Mayor Bill de Blasio has called for state legislation for a minimum wage raise in New York City.  Currently, New York State’s minimum wage stands at $8.00 an hour.  De Blasio proposes a City raise to $11.75 an hour.  Last year, the New York State Legislature agreed to a plan that increases the minimum wage rate.  Under this plan, the $8.00 wage will be increased to $8.75 in 2015 and $9.00 in 2016.

Currently, minimum wage is set by the New York State legislature under N.Y. LAB. LAW § 652.  New York City Mayor Wagner attempted to adopt NYC minimum wage laws in the early 1960’s.  The City believed this legislation would not supersede NY State law.  In Wholesale Laundry Bd. of Trade, Inc. v.

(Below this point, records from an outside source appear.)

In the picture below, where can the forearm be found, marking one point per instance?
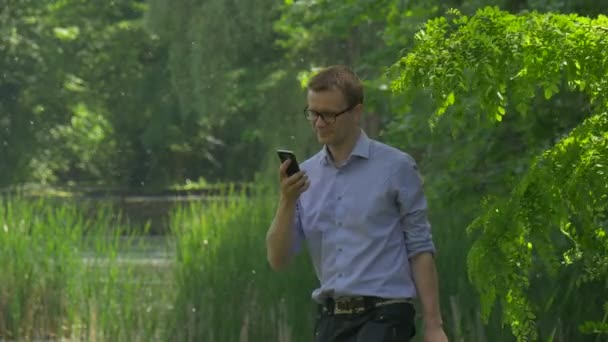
(425, 279)
(279, 238)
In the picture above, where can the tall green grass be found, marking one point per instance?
(225, 290)
(61, 276)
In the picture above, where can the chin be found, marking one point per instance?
(323, 139)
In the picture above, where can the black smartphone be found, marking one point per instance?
(287, 154)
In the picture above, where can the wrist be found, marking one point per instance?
(433, 323)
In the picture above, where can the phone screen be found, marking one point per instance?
(293, 166)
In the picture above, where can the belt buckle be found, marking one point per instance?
(348, 305)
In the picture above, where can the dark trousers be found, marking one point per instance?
(388, 323)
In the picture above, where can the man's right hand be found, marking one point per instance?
(292, 186)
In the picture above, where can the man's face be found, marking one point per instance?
(334, 130)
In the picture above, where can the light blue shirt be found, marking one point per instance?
(363, 221)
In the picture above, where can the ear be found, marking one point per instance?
(358, 113)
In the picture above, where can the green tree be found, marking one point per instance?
(485, 69)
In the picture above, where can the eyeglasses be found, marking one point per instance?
(328, 118)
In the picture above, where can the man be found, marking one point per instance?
(359, 205)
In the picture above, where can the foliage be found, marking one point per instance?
(225, 290)
(61, 276)
(496, 63)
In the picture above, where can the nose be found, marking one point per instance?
(319, 122)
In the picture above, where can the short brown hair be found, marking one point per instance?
(339, 77)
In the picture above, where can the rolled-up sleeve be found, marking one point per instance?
(413, 209)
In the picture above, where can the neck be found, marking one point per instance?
(341, 151)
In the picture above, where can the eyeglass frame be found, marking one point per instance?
(316, 115)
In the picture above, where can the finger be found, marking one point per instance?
(296, 177)
(305, 186)
(300, 183)
(283, 168)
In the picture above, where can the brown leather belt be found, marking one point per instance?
(354, 305)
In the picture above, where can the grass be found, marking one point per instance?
(79, 274)
(225, 288)
(50, 289)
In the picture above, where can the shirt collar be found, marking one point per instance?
(361, 149)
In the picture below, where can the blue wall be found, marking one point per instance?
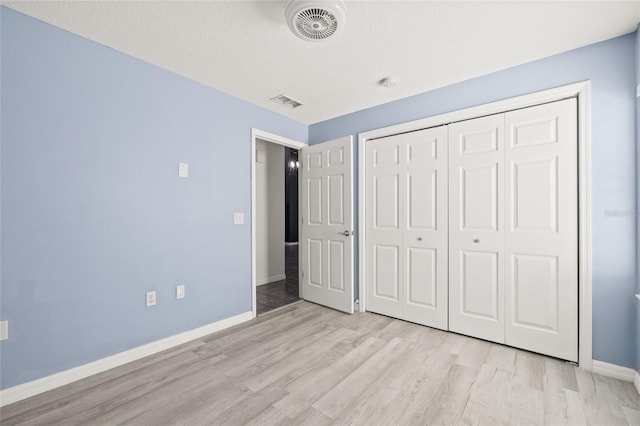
(637, 45)
(93, 212)
(610, 67)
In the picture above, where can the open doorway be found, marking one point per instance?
(275, 221)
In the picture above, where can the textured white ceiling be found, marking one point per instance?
(244, 48)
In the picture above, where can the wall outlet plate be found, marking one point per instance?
(183, 169)
(151, 298)
(180, 292)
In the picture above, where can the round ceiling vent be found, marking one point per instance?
(315, 20)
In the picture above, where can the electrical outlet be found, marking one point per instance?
(4, 330)
(183, 169)
(151, 298)
(180, 292)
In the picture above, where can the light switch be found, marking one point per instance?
(183, 169)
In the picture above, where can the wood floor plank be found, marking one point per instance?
(489, 397)
(529, 370)
(337, 399)
(309, 365)
(310, 387)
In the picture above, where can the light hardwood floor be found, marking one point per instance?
(305, 364)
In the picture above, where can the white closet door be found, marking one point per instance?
(326, 203)
(406, 214)
(425, 227)
(476, 228)
(542, 234)
(384, 223)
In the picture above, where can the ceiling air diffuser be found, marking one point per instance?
(316, 20)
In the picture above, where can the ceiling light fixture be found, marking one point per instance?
(286, 101)
(316, 20)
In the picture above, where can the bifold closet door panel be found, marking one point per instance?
(542, 233)
(406, 226)
(426, 227)
(384, 188)
(476, 228)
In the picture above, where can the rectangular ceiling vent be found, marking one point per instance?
(286, 101)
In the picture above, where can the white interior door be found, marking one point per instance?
(476, 228)
(406, 215)
(326, 230)
(542, 232)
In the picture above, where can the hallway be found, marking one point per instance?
(280, 293)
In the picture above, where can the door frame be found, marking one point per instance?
(581, 90)
(278, 140)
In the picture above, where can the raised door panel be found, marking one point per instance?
(476, 228)
(384, 188)
(542, 233)
(424, 261)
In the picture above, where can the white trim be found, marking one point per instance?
(583, 91)
(35, 387)
(279, 140)
(273, 279)
(614, 371)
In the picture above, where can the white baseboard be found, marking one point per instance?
(614, 371)
(35, 387)
(269, 280)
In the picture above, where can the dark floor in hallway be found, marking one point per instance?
(280, 293)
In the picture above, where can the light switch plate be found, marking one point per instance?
(151, 298)
(4, 330)
(183, 169)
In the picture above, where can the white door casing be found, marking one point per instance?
(326, 231)
(541, 210)
(476, 228)
(407, 226)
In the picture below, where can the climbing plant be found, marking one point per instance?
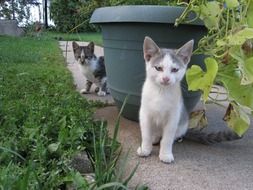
(229, 56)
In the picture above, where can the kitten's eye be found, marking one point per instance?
(174, 70)
(158, 68)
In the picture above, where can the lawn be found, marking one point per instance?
(44, 121)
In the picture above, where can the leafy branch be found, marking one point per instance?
(228, 48)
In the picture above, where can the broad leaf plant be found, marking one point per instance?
(229, 57)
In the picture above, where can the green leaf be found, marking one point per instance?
(250, 15)
(198, 119)
(240, 37)
(237, 119)
(232, 3)
(197, 79)
(242, 94)
(245, 65)
(249, 68)
(210, 13)
(53, 147)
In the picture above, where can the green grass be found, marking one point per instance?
(95, 37)
(44, 122)
(43, 119)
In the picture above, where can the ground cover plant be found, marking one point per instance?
(44, 123)
(229, 56)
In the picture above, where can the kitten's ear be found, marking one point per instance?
(75, 46)
(149, 48)
(185, 52)
(91, 46)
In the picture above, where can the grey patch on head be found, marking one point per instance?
(88, 52)
(162, 53)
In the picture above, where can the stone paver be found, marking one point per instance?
(223, 166)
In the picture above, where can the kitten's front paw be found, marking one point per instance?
(101, 93)
(84, 91)
(143, 152)
(166, 158)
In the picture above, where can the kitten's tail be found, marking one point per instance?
(211, 138)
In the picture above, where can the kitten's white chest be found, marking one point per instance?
(160, 100)
(88, 70)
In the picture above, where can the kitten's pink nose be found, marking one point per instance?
(166, 79)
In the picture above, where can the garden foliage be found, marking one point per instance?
(229, 56)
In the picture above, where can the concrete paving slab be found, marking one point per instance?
(223, 166)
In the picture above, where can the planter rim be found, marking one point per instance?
(139, 14)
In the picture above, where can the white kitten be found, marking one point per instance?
(162, 114)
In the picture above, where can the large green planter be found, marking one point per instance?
(123, 30)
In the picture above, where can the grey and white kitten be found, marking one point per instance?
(92, 67)
(163, 116)
(165, 68)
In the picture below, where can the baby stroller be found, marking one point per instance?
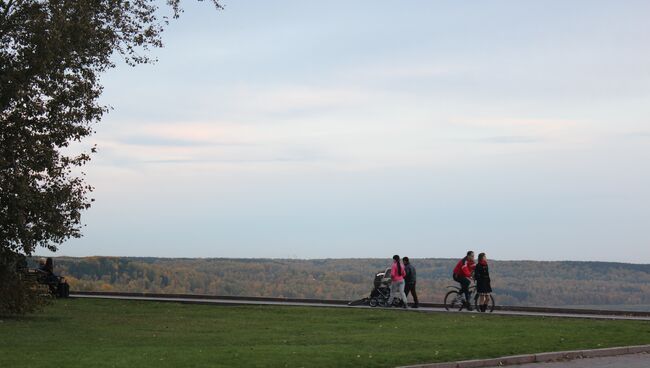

City of New York, 17 A.D.2d 327 (1962), the New York Supreme Court Appellate Division ruled that the City’s minimum wage law was inconsistent with and preempted by state law.  At the time, minimum wage was set at $1.00 an hour with a planned increase to $1.25 an hour.  The New York City Legislature created a citywide law that increased the minimum wage to $1.25 an hour with a planned increase to $1.50 an hour.  The mayor’s contention was that New York’s law did not limit the state law but ran concurrently.  The City reasoned that the local minimum wage law acted in the way that local penal laws may extend punishment for certain crimes.  The City believed that the minimum wage law acted as an extension to State law and would be permissible.  The Court did not agree.  The Court stated that “where the extension of the principle of the state law by means of the local law results in a situation where what would be permissible under the state law becomes a violation of the local law, the latter law is unauthorized.”  The City’s minimum wage law violated this principle because it prohibited a business from hiring a person at a wage which the State would allow.  Under this reasoning, the City’s law was st ruck down.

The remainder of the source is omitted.